Arcangeli G, Saracino B, Arcangeli G, Angelini F, Marchetti P, Tirindelli Danesi D.
Division of Radiation Oncology, Regina Elena National Cancer Institute, Via E. Chianesi 53, 00144 Rome, Italy. arcangeli@ifo.it

BACKGROUND: The 5-year survival of patients with completely resected node-positive gastric cancer ranges from 15% to 25%. We explored the feasibility of a chemoradiation regime consisting of concomitant hyperfractionated radiotherapy and 5-fluorouracil protracted venous infusion (5-FU PVI). MATERIALS AND METHODS: Forty patients received a total or partial gastrectomy operation and D2 nodal resection for Stage III gastric cancer; they were then irradiated by linac with 6-15-MV photons. The target included the gastric bed, the anastomosis, stumps, and regional nodes.

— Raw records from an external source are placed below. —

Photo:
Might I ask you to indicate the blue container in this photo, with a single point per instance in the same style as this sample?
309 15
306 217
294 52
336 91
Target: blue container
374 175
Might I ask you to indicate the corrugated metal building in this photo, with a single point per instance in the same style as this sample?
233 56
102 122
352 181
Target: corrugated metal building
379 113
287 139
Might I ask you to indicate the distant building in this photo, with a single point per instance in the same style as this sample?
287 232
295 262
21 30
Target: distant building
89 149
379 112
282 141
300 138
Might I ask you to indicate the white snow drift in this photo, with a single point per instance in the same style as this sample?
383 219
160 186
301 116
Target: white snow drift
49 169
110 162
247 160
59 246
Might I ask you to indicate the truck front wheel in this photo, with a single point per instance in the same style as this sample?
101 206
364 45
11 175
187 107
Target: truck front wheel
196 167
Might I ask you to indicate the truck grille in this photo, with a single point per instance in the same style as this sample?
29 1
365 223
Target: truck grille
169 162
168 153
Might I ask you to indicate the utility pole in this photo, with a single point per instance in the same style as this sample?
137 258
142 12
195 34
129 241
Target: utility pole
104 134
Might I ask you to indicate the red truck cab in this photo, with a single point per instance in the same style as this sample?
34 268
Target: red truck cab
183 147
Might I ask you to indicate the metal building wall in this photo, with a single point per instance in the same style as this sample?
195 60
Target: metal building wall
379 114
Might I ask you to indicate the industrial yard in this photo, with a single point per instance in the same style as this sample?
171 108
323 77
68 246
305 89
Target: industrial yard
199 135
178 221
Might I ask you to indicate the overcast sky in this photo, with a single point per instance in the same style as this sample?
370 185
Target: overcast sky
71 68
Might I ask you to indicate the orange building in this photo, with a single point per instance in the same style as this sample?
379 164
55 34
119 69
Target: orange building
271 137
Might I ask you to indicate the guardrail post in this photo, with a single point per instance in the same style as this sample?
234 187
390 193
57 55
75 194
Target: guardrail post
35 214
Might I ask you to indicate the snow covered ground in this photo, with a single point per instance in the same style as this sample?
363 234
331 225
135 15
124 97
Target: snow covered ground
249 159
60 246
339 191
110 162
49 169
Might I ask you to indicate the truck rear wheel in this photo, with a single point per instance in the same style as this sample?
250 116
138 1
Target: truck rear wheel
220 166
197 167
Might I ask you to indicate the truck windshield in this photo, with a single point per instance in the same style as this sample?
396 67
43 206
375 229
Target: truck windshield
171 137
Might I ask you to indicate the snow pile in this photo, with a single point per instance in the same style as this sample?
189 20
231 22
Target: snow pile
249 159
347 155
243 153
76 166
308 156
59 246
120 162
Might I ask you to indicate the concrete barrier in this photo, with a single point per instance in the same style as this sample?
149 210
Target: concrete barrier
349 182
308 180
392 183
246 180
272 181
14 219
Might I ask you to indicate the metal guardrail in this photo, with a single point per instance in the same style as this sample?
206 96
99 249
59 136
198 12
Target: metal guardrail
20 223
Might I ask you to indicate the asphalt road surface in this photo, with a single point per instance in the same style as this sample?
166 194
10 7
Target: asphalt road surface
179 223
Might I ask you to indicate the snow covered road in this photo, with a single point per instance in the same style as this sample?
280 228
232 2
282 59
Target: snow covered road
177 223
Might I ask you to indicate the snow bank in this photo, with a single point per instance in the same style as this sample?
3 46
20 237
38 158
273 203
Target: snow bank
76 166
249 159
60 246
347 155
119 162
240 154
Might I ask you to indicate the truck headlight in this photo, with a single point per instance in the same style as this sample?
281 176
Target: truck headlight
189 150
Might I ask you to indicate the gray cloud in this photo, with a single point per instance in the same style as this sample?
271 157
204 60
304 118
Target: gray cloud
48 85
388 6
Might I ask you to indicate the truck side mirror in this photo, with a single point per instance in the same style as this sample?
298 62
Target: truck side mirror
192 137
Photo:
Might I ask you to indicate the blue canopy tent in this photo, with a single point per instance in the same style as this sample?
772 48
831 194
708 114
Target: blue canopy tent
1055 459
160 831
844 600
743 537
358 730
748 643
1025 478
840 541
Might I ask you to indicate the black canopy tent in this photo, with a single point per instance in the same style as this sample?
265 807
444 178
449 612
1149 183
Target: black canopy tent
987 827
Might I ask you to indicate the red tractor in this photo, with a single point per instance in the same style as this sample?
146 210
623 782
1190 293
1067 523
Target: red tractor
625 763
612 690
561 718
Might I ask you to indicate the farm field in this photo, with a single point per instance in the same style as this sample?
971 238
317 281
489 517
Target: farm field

A total dose of 55 Gy was given in 50 fractions using 1.1 Gy b.i.d. All patients received a concomitant 200 mg/m2/day 5-FU PVI. Patients were examined during the follow-up period as programmed. Toxicity was recorded according to RTOG criteria. RESULTS: After a median follow-up of 75.6 months (range: 22-136 months), 24 (60%) patients had died, and 16 (40%) were alive and free of disease. The 5-year actuarial incidence of relapse was 39%, 22%, and 2% for distant metastases, out-field peritoneal seeding, and in-field local regional recurrences, respectively. The 5-year actuarial cause-specific survival was 43%. Three patients survived more than 11 years. Acute > or = Grade 3 toxicity consisted of hematologic (22.5%) and gastrointestinal toxicity (nausea and vomiting 22.5%, diarrhea 2.8%, and abdominal pain 2.6%). No late toxicity was observed. CONCLUSION: This regime of concomitant 5-FU PVI and hyperfractionated radiotherapy was well tolerated and resulted in successful locoregional control and satisfactory survival.